本当に付き合っていたのなら、こんなことを忘れるはずがない。
午前二時。また眠れずにいた。
浩二は「患者なんだから、ちゃんと休まないと」とか言って、主寝室を私に譲り、自分はソファで我慢すると言い張った。その紳士的な振る舞いが、かえって私の疑いを増幅させる。
静かにキッチンへ水を飲みに行くと、まだ明かりがついていた。浩二がコーヒーメーカーのそばに立っている。何かに集中していて、私に気づいていない。
「まだ起きてたの?」
声をかけると、彼はびくりと肩を揺らし、ひどく驚いた拍子にコーヒーの粉をカウンター中にぶちまけてしまった。

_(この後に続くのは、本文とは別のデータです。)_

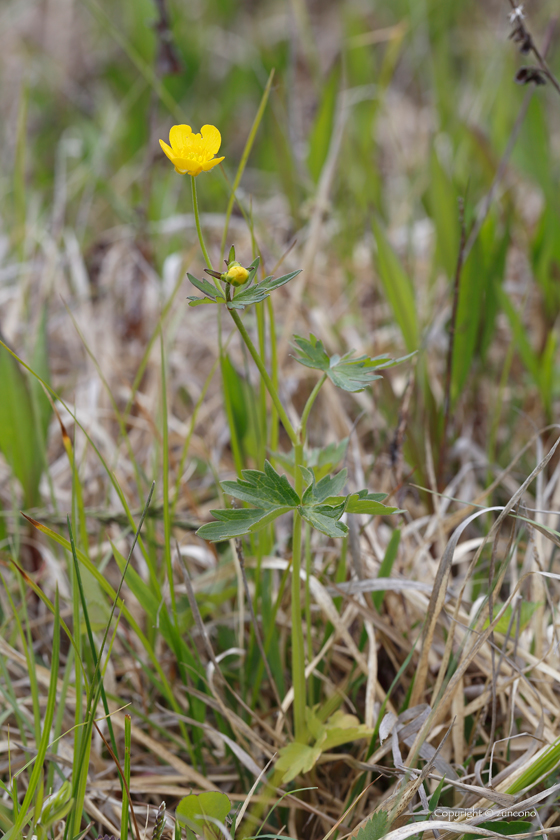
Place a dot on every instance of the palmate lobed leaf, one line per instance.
(238, 522)
(272, 495)
(345, 372)
(262, 489)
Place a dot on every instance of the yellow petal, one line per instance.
(168, 150)
(212, 139)
(191, 167)
(179, 136)
(211, 164)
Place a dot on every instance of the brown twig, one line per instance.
(452, 326)
(521, 35)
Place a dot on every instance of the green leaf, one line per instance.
(204, 286)
(193, 809)
(375, 828)
(398, 288)
(528, 355)
(238, 522)
(325, 519)
(322, 129)
(296, 758)
(258, 293)
(368, 503)
(342, 728)
(503, 827)
(323, 460)
(344, 371)
(42, 406)
(263, 489)
(194, 301)
(527, 609)
(444, 210)
(386, 567)
(317, 493)
(18, 429)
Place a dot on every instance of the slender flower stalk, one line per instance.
(298, 650)
(199, 229)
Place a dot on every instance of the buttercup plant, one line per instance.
(320, 502)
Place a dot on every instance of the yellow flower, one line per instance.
(193, 153)
(236, 275)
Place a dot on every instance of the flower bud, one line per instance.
(236, 274)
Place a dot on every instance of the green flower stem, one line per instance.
(298, 653)
(309, 405)
(198, 228)
(290, 431)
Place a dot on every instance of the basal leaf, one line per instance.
(234, 523)
(345, 372)
(193, 809)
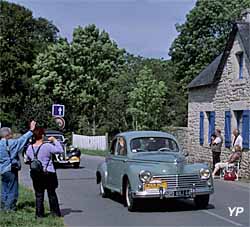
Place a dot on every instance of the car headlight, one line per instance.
(145, 176)
(204, 174)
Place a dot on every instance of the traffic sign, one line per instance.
(60, 121)
(58, 110)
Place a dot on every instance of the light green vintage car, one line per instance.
(150, 164)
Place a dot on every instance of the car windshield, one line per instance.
(59, 138)
(148, 144)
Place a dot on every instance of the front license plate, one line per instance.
(151, 186)
(184, 193)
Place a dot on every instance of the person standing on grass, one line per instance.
(10, 165)
(47, 179)
(216, 145)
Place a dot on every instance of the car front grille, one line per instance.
(182, 181)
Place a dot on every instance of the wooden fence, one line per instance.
(90, 142)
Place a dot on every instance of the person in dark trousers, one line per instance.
(10, 165)
(47, 180)
(216, 145)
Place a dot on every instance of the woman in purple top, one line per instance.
(48, 180)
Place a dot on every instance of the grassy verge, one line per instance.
(25, 214)
(94, 152)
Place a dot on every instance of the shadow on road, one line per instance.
(165, 205)
(67, 211)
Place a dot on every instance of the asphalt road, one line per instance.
(81, 204)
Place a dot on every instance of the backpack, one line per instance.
(36, 165)
(230, 175)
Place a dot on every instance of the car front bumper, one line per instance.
(173, 193)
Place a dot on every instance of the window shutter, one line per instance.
(245, 128)
(211, 125)
(201, 128)
(241, 66)
(227, 129)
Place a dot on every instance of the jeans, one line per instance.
(216, 158)
(41, 183)
(9, 190)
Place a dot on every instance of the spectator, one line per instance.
(216, 145)
(235, 156)
(237, 139)
(48, 179)
(10, 165)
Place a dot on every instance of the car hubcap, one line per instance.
(101, 188)
(128, 196)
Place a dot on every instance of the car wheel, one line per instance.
(201, 201)
(76, 165)
(104, 192)
(130, 201)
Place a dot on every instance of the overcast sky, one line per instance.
(142, 27)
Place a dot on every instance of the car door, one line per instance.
(110, 163)
(119, 162)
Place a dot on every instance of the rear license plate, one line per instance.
(150, 186)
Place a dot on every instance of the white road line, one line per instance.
(222, 218)
(90, 170)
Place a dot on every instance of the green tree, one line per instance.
(203, 36)
(146, 101)
(21, 37)
(77, 74)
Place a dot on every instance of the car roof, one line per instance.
(53, 132)
(137, 134)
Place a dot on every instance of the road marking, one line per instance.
(90, 170)
(221, 217)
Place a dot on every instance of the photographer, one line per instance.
(10, 165)
(44, 178)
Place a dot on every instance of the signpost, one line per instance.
(58, 110)
(60, 121)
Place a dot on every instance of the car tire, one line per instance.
(130, 202)
(104, 192)
(76, 165)
(201, 201)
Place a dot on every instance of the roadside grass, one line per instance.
(94, 152)
(25, 214)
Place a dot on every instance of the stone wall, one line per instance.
(230, 94)
(181, 134)
(203, 153)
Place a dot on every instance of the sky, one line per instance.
(142, 27)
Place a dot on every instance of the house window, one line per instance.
(238, 118)
(240, 63)
(242, 122)
(227, 129)
(211, 124)
(207, 126)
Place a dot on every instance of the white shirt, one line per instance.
(217, 140)
(238, 141)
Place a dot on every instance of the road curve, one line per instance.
(81, 204)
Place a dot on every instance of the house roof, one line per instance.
(212, 73)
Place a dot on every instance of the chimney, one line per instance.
(245, 15)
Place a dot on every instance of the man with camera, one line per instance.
(10, 165)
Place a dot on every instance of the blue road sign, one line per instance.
(58, 110)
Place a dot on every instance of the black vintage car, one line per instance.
(71, 155)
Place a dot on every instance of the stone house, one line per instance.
(219, 97)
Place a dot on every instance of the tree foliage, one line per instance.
(146, 101)
(77, 74)
(22, 37)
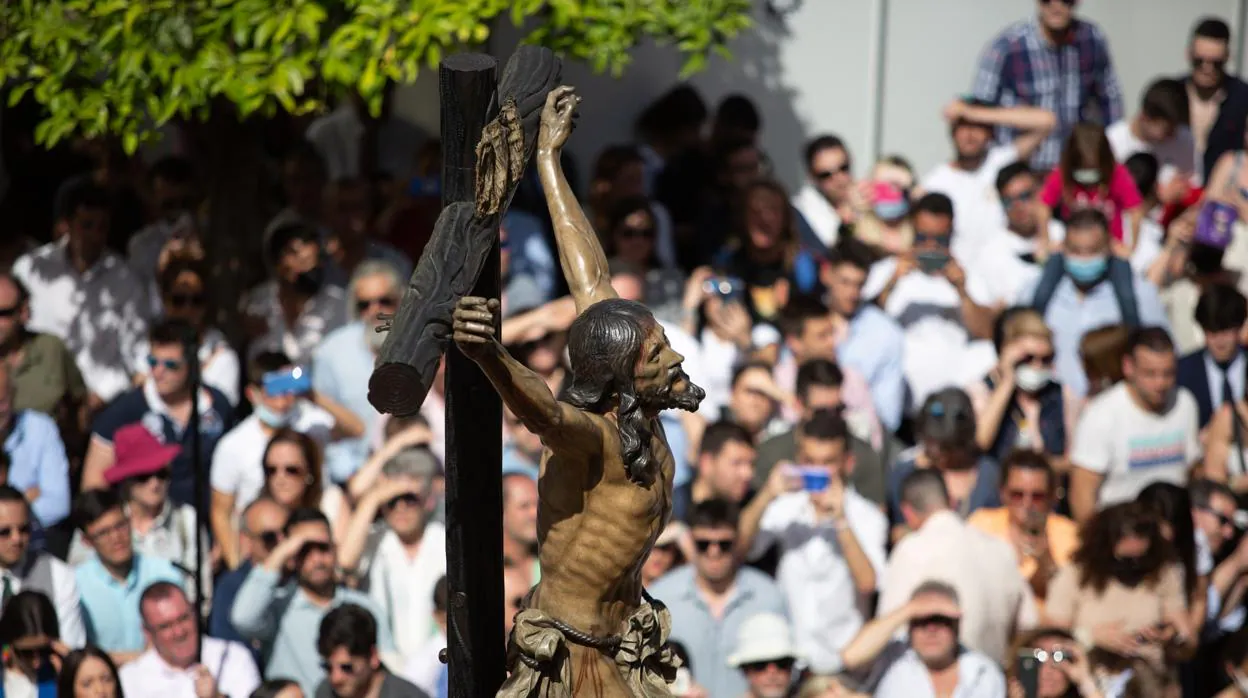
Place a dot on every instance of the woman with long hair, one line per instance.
(293, 478)
(1122, 594)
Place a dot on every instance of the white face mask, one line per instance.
(1028, 378)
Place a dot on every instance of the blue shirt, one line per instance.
(341, 370)
(110, 608)
(38, 460)
(144, 406)
(874, 349)
(287, 623)
(710, 641)
(1070, 317)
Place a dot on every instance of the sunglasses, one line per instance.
(186, 300)
(8, 531)
(704, 545)
(784, 664)
(292, 471)
(412, 501)
(385, 302)
(167, 363)
(829, 174)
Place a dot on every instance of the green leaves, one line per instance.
(127, 66)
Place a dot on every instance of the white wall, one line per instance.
(816, 71)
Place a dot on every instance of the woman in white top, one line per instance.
(295, 478)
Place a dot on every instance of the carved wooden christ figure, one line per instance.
(588, 628)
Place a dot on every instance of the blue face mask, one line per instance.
(271, 418)
(1086, 271)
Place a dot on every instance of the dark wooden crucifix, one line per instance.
(489, 130)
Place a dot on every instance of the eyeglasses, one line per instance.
(704, 545)
(829, 174)
(288, 470)
(167, 363)
(8, 531)
(784, 664)
(411, 500)
(385, 302)
(186, 300)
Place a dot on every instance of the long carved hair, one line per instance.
(604, 344)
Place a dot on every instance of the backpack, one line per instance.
(1120, 276)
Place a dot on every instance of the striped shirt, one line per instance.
(1075, 80)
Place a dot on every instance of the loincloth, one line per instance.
(539, 666)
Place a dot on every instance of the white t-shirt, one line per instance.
(930, 314)
(1132, 447)
(1173, 156)
(977, 210)
(237, 463)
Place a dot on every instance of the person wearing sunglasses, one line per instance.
(930, 662)
(283, 602)
(714, 597)
(179, 663)
(399, 557)
(33, 651)
(347, 642)
(1026, 65)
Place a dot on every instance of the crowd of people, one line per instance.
(976, 432)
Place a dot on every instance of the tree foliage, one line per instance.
(127, 66)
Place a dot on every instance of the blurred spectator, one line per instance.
(1085, 287)
(826, 200)
(293, 311)
(162, 406)
(295, 478)
(33, 647)
(350, 216)
(356, 142)
(179, 663)
(1218, 101)
(1018, 403)
(713, 597)
(996, 599)
(112, 580)
(724, 470)
(765, 656)
(285, 617)
(930, 661)
(343, 361)
(85, 295)
(866, 340)
(819, 388)
(970, 179)
(260, 532)
(1042, 538)
(348, 646)
(23, 568)
(45, 378)
(940, 305)
(1023, 65)
(1214, 375)
(399, 558)
(945, 431)
(1137, 432)
(1122, 594)
(38, 465)
(160, 528)
(831, 541)
(237, 473)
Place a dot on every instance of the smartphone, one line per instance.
(1027, 669)
(290, 381)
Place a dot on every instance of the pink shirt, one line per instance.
(1121, 196)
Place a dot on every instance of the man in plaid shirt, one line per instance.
(1053, 61)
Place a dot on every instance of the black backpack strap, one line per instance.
(1048, 280)
(1122, 277)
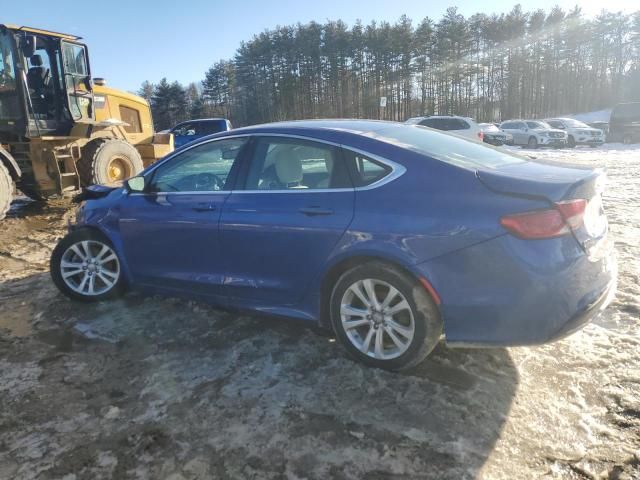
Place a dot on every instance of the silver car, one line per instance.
(534, 133)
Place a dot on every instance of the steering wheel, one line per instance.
(208, 182)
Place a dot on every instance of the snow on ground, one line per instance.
(588, 117)
(163, 388)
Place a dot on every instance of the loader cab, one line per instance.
(45, 83)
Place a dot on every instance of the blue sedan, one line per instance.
(391, 235)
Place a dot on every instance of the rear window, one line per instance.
(446, 148)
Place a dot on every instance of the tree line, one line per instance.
(490, 67)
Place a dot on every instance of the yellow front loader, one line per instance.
(60, 129)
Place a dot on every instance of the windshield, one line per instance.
(8, 96)
(445, 147)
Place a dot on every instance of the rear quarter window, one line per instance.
(446, 148)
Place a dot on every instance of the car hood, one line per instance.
(97, 191)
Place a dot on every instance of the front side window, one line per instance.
(204, 168)
(8, 98)
(293, 164)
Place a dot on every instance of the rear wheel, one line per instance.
(108, 161)
(6, 190)
(84, 266)
(383, 317)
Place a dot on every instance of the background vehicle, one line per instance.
(463, 126)
(59, 130)
(578, 133)
(534, 133)
(624, 124)
(387, 230)
(494, 136)
(191, 130)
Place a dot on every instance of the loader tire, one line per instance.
(107, 161)
(6, 190)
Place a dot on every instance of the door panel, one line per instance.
(170, 232)
(278, 233)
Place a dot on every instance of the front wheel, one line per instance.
(84, 266)
(107, 161)
(384, 317)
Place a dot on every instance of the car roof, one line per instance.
(346, 125)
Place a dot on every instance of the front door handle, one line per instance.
(315, 211)
(204, 207)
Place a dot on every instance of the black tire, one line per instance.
(6, 190)
(102, 158)
(426, 317)
(95, 239)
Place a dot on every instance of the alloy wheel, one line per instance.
(377, 319)
(90, 268)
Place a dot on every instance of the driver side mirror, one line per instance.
(135, 184)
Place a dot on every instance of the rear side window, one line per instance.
(446, 148)
(364, 170)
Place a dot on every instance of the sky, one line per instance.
(136, 40)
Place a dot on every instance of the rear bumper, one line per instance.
(509, 292)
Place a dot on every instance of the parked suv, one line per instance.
(624, 125)
(494, 136)
(191, 130)
(463, 126)
(534, 133)
(578, 133)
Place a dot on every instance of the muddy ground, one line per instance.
(159, 388)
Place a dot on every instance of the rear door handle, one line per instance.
(204, 207)
(315, 211)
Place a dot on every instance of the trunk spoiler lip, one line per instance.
(552, 186)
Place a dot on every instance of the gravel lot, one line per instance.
(150, 387)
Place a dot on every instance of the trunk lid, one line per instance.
(556, 184)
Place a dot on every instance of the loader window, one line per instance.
(74, 60)
(8, 98)
(132, 117)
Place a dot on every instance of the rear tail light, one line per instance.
(550, 223)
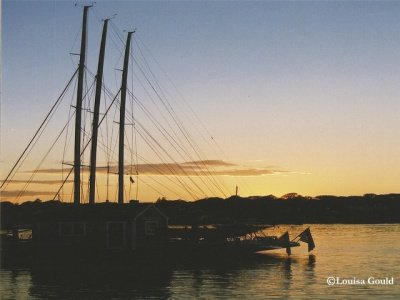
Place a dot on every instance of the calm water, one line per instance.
(344, 251)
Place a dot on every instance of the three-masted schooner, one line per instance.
(94, 229)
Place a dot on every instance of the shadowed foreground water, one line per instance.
(349, 252)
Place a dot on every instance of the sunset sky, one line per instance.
(287, 96)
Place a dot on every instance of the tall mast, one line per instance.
(99, 81)
(122, 122)
(78, 113)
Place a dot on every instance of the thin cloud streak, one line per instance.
(9, 194)
(191, 168)
(46, 182)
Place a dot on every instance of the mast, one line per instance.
(122, 121)
(78, 113)
(99, 81)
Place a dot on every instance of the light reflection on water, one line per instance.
(345, 251)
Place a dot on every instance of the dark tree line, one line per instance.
(290, 209)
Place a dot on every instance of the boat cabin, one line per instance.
(100, 227)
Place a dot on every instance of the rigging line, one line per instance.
(154, 189)
(188, 190)
(170, 157)
(168, 166)
(66, 135)
(173, 84)
(102, 145)
(159, 127)
(167, 133)
(41, 162)
(178, 123)
(40, 127)
(185, 133)
(162, 185)
(87, 144)
(161, 89)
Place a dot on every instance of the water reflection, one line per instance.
(190, 279)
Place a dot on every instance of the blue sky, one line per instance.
(309, 87)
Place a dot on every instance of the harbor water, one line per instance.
(349, 261)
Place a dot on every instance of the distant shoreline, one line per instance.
(295, 210)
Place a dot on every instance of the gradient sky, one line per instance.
(309, 91)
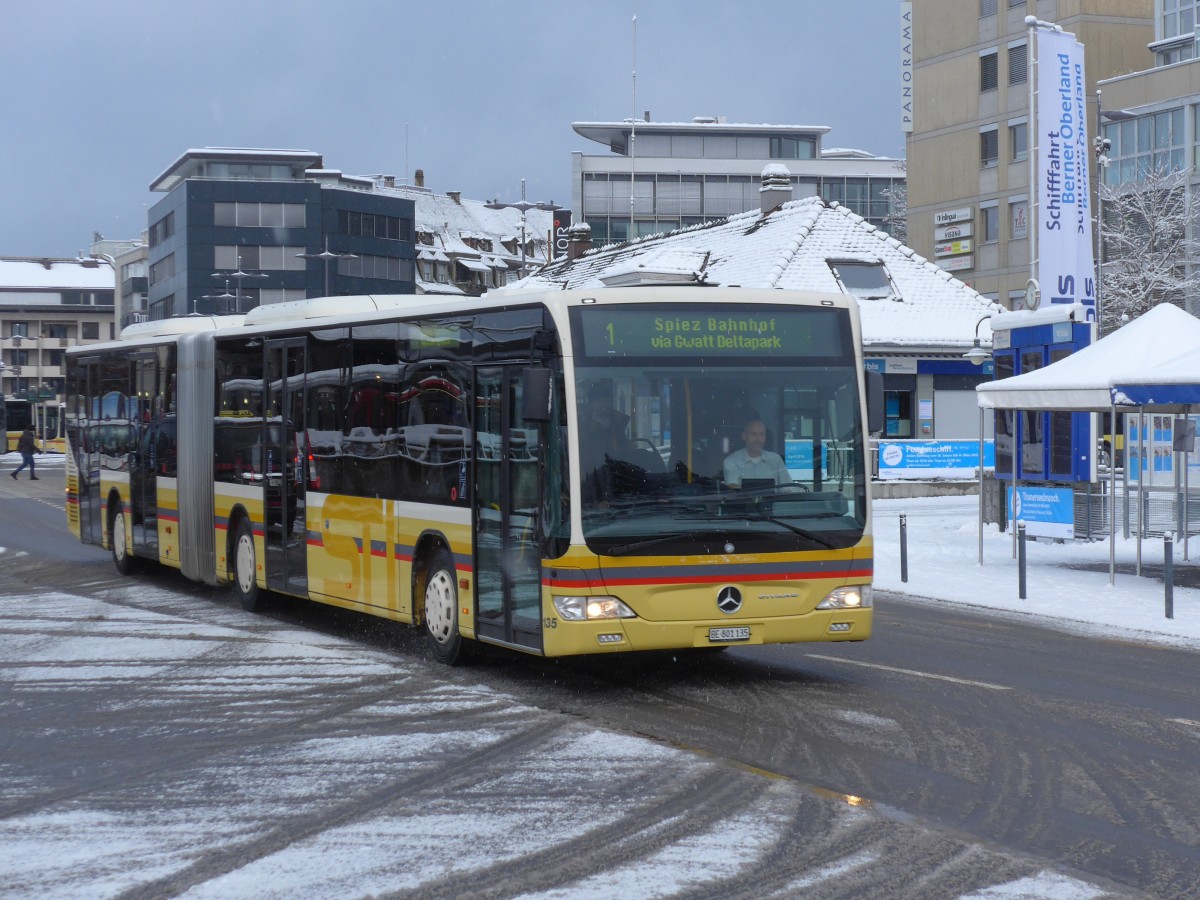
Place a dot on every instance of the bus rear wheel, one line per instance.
(245, 567)
(125, 563)
(441, 609)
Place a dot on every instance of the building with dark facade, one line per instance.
(684, 174)
(239, 228)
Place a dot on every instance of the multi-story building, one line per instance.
(969, 180)
(688, 173)
(1157, 117)
(46, 306)
(244, 227)
(127, 261)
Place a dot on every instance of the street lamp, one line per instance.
(525, 207)
(325, 256)
(225, 299)
(1102, 162)
(977, 354)
(237, 275)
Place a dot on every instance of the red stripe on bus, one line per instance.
(707, 580)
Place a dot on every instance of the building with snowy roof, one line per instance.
(465, 247)
(241, 227)
(46, 306)
(917, 319)
(689, 173)
(244, 227)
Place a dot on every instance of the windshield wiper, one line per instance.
(619, 550)
(803, 532)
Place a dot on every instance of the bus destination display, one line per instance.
(763, 331)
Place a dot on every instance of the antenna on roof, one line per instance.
(633, 141)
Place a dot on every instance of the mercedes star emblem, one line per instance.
(729, 600)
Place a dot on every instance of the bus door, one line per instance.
(508, 558)
(282, 462)
(85, 445)
(145, 466)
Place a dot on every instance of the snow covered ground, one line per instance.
(943, 565)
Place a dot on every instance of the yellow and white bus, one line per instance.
(541, 471)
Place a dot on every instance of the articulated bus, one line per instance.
(539, 471)
(45, 415)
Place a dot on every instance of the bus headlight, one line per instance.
(856, 597)
(579, 609)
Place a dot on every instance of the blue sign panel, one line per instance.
(1045, 511)
(934, 459)
(798, 459)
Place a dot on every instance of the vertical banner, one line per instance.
(1066, 268)
(905, 65)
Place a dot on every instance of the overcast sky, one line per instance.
(99, 100)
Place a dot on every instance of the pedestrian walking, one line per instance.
(27, 447)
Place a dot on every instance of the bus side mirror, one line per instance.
(875, 418)
(535, 395)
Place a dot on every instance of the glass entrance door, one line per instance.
(145, 466)
(508, 557)
(283, 462)
(85, 445)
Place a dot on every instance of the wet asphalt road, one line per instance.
(951, 753)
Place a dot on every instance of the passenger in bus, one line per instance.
(754, 463)
(604, 426)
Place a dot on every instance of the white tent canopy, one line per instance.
(1174, 383)
(1083, 382)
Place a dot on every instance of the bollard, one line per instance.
(1169, 574)
(1020, 559)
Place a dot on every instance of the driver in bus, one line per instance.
(754, 462)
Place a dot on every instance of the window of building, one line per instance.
(162, 229)
(263, 215)
(867, 281)
(163, 269)
(989, 78)
(1019, 141)
(1151, 144)
(898, 409)
(1179, 17)
(372, 225)
(792, 149)
(1018, 69)
(280, 295)
(286, 259)
(989, 145)
(989, 223)
(375, 267)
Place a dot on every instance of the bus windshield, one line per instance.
(711, 455)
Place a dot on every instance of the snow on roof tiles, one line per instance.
(792, 249)
(54, 274)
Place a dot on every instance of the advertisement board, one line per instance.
(1045, 511)
(934, 459)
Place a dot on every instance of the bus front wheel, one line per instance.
(123, 559)
(245, 567)
(441, 605)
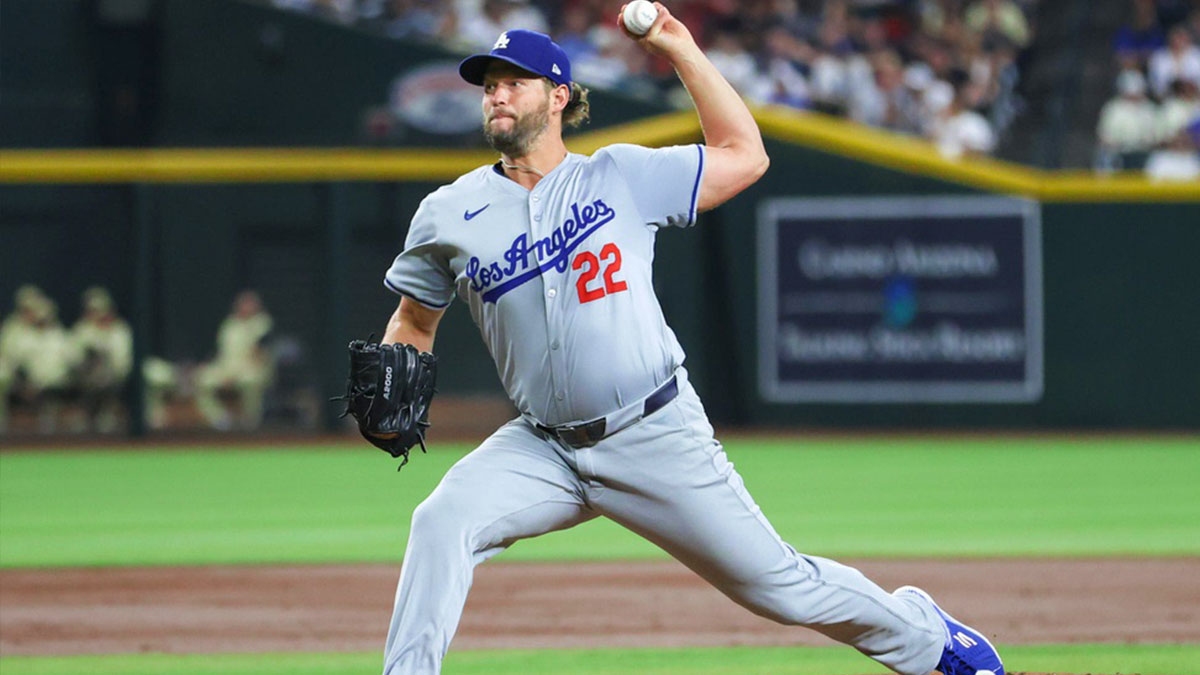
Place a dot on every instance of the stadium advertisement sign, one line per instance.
(900, 299)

「梨乃! どうして……」彼は慌ててそれを片付け始める。「眠れないのか? 温かいミルクでも作ろうか?」
「コーヒーの淹れ方を習いたい」私は彼の隣に歩み寄る。「ラテアートを教えて。何か思い出すきっかけになるかもしれないから」
浩二は目に見えて体をこわばらせたが、頷いて同意した。
「こうやって持つんだ」彼は私の後ろに立ち、手を取って導く。「リラックスして。手首は柔らかく」
私たちは至近距離に立っていた。彼の呼吸が感じられるほどに。私はわざと後ろに寄りかかり、背中を彼の胸に触れさせた。
浩二の呼吸が、途端に乱れたのが分かった。
「そ、そう.......そんな感じで、ゆっくり傾けて」彼の声は震えていた。「ミルクフォームの密度が、ちょうど良くないと」
コーヒーメーカーが突然ピーッと音を立てると、浩二は感電したかのように飛びのいた。
「先にやってみて! タオル取ってくるから!」
そして彼は走った。文字通り逃げ出し、私を一人そこに残して。
私は彼の真っ赤になった耳を見つめながら、胸の中で大きくなっていく、言葉にできない感情を抱いた。やれやれ.......
「私たち、本当に三年間も付き合ってたの?」私はそっと尋ねた。「どうしてそんなに私に気を遣うの? 何かを怖がっているみたい」
浩二は動きを止め、長い間黙り込んだ後で答えた。「君は怪我をしている。傷つけたくないんだ」
「でも浩二」私は一歩近づき、彼がいつも後ずさることに気づきながら言った。「本当に愛し合っているなら、どうして私の目も見られないの?」
彼はようやく振り返った。その瞳には、痛み、渇望、そして深い自責の念といった、複雑な感情が渦巻いていた。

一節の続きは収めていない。